AI zamiast śrubokręta
Choć JWST od czasu uruchomienia w 2022 r. znacząco zmienia nasze rozumienie wszechświata coraz to nowszymi odkryciami, niestety nie wszystkie jego podzespoły działały do tej pory perfekcyjnie. Główny problem dotyczył instrumentu pomocniczego o nazwie API, służącego do obrazowania słabych i małych obiektów, takich jak egzoplanety. API działa w połączeniu z jednym z głównych instrumentów obserwatorium: NIRISS, czyli kamerą bliskiej podczerwieni.

Jak czytamy na łamach Space.com, zamiast krystalicznie czystych zdjęć, API dostarczał obrazy pełne rozmyć i artefaktów. Przyczyną okazały się zakłócenia elektroniczne detektora podczerwieni. Tradycyjnie problem ten wymagałby wielomilionowej misji serwisowej, jednak Webb znajduje się 1,5 mln km od Ziemi, więc taka wyprawa w ogóle nie wchodziła w grę.

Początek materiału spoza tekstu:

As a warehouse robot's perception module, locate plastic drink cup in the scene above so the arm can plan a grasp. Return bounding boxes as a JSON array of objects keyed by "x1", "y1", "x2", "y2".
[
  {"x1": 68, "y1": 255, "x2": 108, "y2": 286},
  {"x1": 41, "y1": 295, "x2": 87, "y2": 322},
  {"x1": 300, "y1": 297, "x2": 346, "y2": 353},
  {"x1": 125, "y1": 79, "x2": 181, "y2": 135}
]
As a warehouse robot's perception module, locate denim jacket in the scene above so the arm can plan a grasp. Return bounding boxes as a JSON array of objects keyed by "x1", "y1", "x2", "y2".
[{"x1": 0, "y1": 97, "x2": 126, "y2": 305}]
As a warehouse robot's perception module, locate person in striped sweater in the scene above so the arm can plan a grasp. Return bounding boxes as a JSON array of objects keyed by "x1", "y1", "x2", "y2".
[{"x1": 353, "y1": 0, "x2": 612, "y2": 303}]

Poznaj AMIGO, czyli cyfrowego optyka teleskopu Webba
Na pomoc przyszli naukowcy z Australii. Max Charles i Louis Desdoigts, byli doktoranci z Uniwersytetu w Sydney, opracowali AMIGO – sieć neuronową, która wykrywa i koryguje zniekształcone piksele powstałe wskutek zakłóceń elektrycznych. Algorytm działa jak cyfrowy optyk: bez fizycznej ingerencji przywraca obrazom ostrość i detale, które wcześniej były zamazane.

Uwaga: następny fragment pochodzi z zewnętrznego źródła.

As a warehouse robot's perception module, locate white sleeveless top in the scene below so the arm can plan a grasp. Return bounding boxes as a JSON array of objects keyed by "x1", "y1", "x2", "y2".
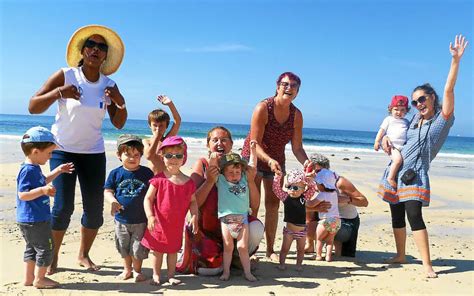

AMIGO nie tylko rozwiązał konkretny problem API, ale przede wszystkim pokazał, jak wielki potencjał drzemie w zastosowaniu sztucznej inteligencji w astronomii. Algorytm działa błyskawicznie i bezinwazyjnie, co pozwala nie tylko uzdrowić już zebrane dane, ale też poprawiać nowe obserwacje w czasie rzeczywistym.
Już widać efekty
W testach AMIGO wyostrzył m.in. obraz słabej egzoplanety i chłodnego brązowego karła oddalonego o 133 lata świetlne od Ziemi. Później poprawiono zdjęcia strugi z czarnej dziury, wulkanicznej powierzchni księżyca Jowisza Io oraz wiatru gwiazdowego pochodzącego z odległej zmiennej gwiazdy. Według zespołu naukowego AMIGO nie tylko naprawił API, ale poszerzył jego potencjał obserwacyjny. Teleskop Webba, już teraz uchodzący za przełomowe narzędzie, zyskał właśnie drugą młodość.
Przeczytaj także:
Wygląda na to, że połączenie nowoczesnej optyki i sztucznej inteligencji może rozwiązać problemy, które wcześniej wydawały się nie do pokonania bez misji załogowych. Dzięki AMIGO teleskop znów działa na pełnych obrotach i jest gotowy do dalszego badania narodzin galaktyk, czarnych dziur i planet zlokalizowanych poza Układem Słonecznym.